A Course on Athenian Democracy that Invites Reflection on Students’ Place in the American Democracy

Owen C. Cramer (Colorado College)

In the mid 1990s, after teaching Greek history in various formats for 30 years, I determined to focus more clearly on the institutions of democracy, and to encourage students to reflect, as part of the course, on the current state of the American democracy and their position in it. This was provoked in part by the recent 2500th anniversary of Cleisthenes’ reforms, celebrated by American classicists for example in the Demokratia volume edited by Josh Ober and Charles Hedrick (Princeton UP 1996), and by my own surge of neighborhood activism regarding a much-loved hike-and-bike trail along a historic railroad right-of-way and urban creek.

The result was a new course number and description:  Classics 250—Athenian Democracy, with readings (in the 5 iterations so far: the sixth will take place in November-December 2006) from Aristotle’s Ath. Pol., Herodotus and Thucydides, various Athenian dramatists and theorists and modern historians from Peter Green to Donald Kagan. Students are also required to “inventory [their] own political practice and theory: take the political compass questionnaire at http://www.politicalcompass.org/ and look at the Pew Center typology at http://people-press.org/reports/display.php3?ReportID=242 .”

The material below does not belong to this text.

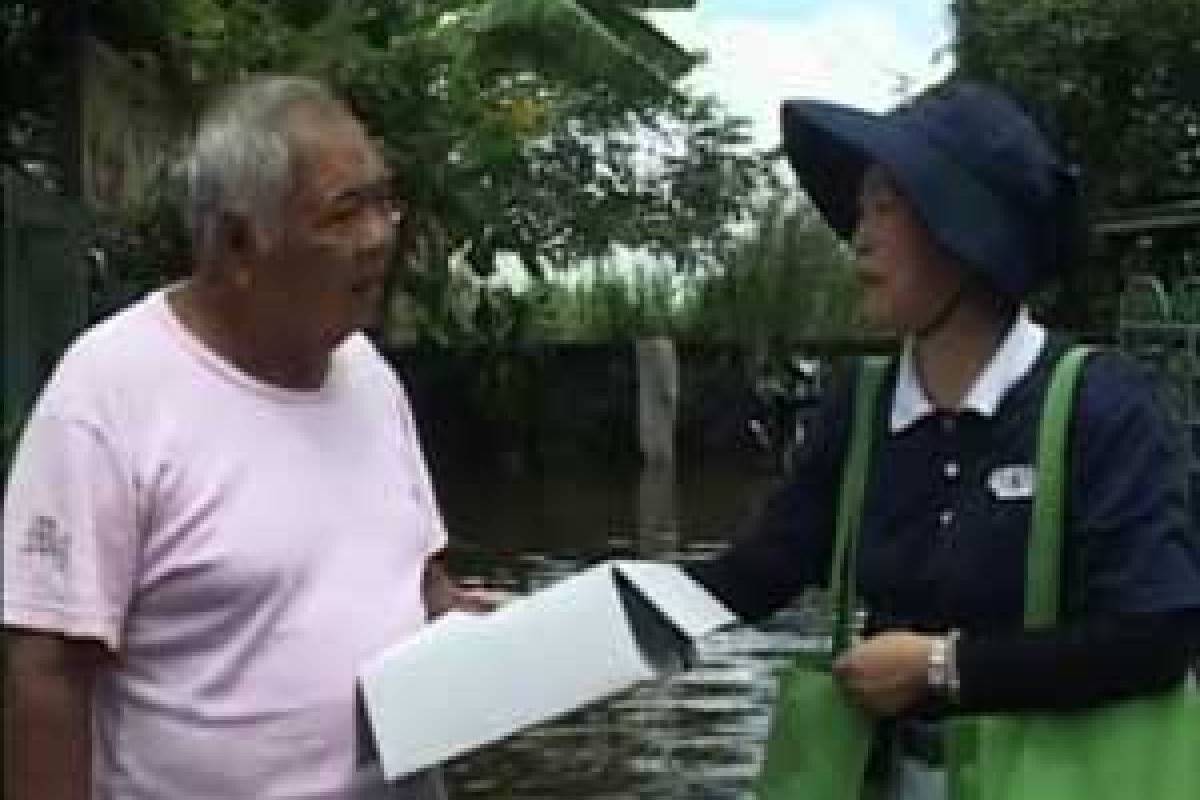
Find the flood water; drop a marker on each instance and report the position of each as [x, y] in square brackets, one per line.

During a number of iterations of the course, students have been required to attend meetings which I thought to be the modern equivalents of the activities of the Ecclesia and Boule and the up to 140 boards of ten, annually selected by (almost universally) random allotment, that did the work of Athenian democracy. For each meeting submitted for credit, the student has been required to submit a “reflection piece” either to the course e-mail folder or to the class in an oral presentation. Sometimes, we have gone together to the Colorado Springs City Council meeting and I have introduced the class to these local politicians: to the class I have emphasized that Colorado Springs today is about as large, in population and—if we include the county—land area as Periclean Athens.

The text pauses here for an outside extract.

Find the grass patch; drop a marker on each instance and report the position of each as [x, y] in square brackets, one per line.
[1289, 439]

In 2004, the start of the course—in the Colorado College block system—coincided with the national election, and, after orientation on Monday, I required the students to participate in appropriate roles in the election. I myself did GOTV work for my party, but (it turned out) none of the students were so minded or prepared. They reported in course on their efforts to vote (significant and controversial delays were experienced in the principal campus voting precinct), on their detached or enthusiastic perusal of TV election returns, and (in one case of an outstanding Chinese exchange student) on the alienating experience of watching the American political apparatus in action. Post-election discussion was an interesting mix of happy reflection by Republican students with despair by others (including myself, with a certain professional restraint on my part).

The 2006 version of the course begins on November 27, safely after the mid-term elections and with no legislatures likely to be in session: even our local City Council and County Commission go into holiday recess. Students’ reflection on their democratic participation may take many forms, from the cool detachment I found last time in students whose Political Compass coordinates closely approximated 0,0, to (what I hope for) renewed engagement with American tradition in the light of Periclean ideals expressed in the Epitaphios. We’ll see.